Academic scientists were less dismissive of the new study, in Nature Biotechnology. One leading CRISPR developer called it “well-done and credible,” “a cautionary note to the [genome-editing] community,” and consistent with other research showing that the DNA cuts that CRISPR makes, called double-stranded breaks, “can induce the types of genomic DNA rearrangements and deletions they report.” He asked not to be identified so as not to jeopardize business relationships with genome-editing companies.
But just as critics of last month’s studies asked why, if CRISPR’d cells can initiate cancer, no CRISPR’d mice had turned up with tumors, so scientists raised similar questions about the new genomic havoc finding: Why don’t scientists see it when they analyze the DNA of CRISPR’d cells?
“You find what you look for,” said Bradley. “No one is looking at the impact [of these DNA changes] on downstream genes.”

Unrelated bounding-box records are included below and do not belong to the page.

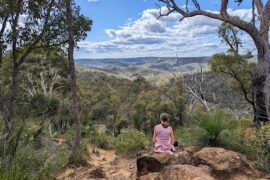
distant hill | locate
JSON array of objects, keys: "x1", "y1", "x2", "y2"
[{"x1": 75, "y1": 57, "x2": 210, "y2": 76}]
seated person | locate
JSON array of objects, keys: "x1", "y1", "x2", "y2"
[{"x1": 153, "y1": 113, "x2": 175, "y2": 154}]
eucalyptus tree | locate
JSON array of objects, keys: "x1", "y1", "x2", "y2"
[
  {"x1": 0, "y1": 0, "x2": 92, "y2": 130},
  {"x1": 66, "y1": 0, "x2": 85, "y2": 164},
  {"x1": 158, "y1": 0, "x2": 270, "y2": 122}
]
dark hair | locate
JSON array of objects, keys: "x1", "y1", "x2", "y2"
[{"x1": 160, "y1": 113, "x2": 169, "y2": 122}]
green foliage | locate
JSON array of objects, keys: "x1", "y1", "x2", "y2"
[
  {"x1": 175, "y1": 110, "x2": 237, "y2": 146},
  {"x1": 197, "y1": 111, "x2": 237, "y2": 146},
  {"x1": 0, "y1": 164, "x2": 29, "y2": 180},
  {"x1": 174, "y1": 127, "x2": 208, "y2": 147},
  {"x1": 254, "y1": 124, "x2": 270, "y2": 173},
  {"x1": 114, "y1": 130, "x2": 147, "y2": 154}
]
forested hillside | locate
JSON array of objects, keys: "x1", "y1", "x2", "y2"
[{"x1": 0, "y1": 0, "x2": 270, "y2": 180}]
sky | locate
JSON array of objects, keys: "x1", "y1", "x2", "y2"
[{"x1": 75, "y1": 0, "x2": 266, "y2": 59}]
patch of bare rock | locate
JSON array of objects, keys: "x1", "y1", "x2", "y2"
[{"x1": 137, "y1": 147, "x2": 266, "y2": 180}]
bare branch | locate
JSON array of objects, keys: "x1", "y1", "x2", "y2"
[
  {"x1": 254, "y1": 0, "x2": 263, "y2": 16},
  {"x1": 18, "y1": 0, "x2": 54, "y2": 65}
]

And few studies conduct full-out genome sequencing of CRISPR’d cells. Moreover, scientists typically search for one form of the collateral damage the Sanger study found — deletions of thousands of DNA bases (the double helix’s famous A’s, T’s, C’s, and G’s) — using a standard technique called PCR, which makes millions of DNA copies. But to work, PCR must attach to a “binding site” on DNA; CRISPR sometimes deletes that binding site, said Bradley, whose team used a different technique to analyze the double helix for collateral damage from CRISPR.
The Sanger scientists didn’t set out to find collateral DNA damage from CRISPR. As they investigated how CRISPR might change gene expression, a “weird thing” showed up, Bradley said: The target DNA was accurately changed, but that set off a chain reaction that engulfed genes far from the target. The scientists therefore changed course.
When they aimed CRISPR at different targets in mouse embryonic stem cells, mouse blood-making cells, and human retinal cells, “extensive on-target genomic damage [was] a common outcome,” they wrote in their paper. In one case, genomes in about two-thirds of the CRISPR’d cells showed the expected small-scale inadvertent havoc, but 21 percent had DNA deletions of more than 250 bases and up to 6,000 bases long.
Since therapeutic uses of CRISPR would edit the genomes of billions of cells in, say, a patient’s liver, even rare DNA damage “makes it likely that one or more edited cells … would be endowed with an important [disease-causing] lesion,” the scientists wrote.
Nature Biotechnology took a year to publish the paper, after asking Bradley numerous variations of “are you sure?” and “did you consider this?” and asking him to run additional experiments, Bradley said. The results all held up.
The one U.S. clinical trial using CRISPR’d cells began recruiting patients this year. It will use CRISPR to make immune cells, removed from patients with any of four types of cancer, attack telltale molecules on the tumor cells’ surface. Asked what genome analysis he plans to do, lead investigator Dr. Edward Stadtmauer of the University of Pennsylvania said, “We are doing extensive testing of the final cellular product as well as the cells within the patient.”
The possibility of adverse consequences from CRISPR’d cells has caused some company officials to argue that if, say, their therapy cures a child of a devastating disease, but increases her risk of cancer, that might be an acceptable trade-off.
That argument may well prevail. In 2003, however, when a boy in a gene therapy trial in France developed leukemia because the repair gene landed in the wrong place in his genome and activated a cancer-causing gene, it shut down gene therapy development on both sides of the Atlantic for years.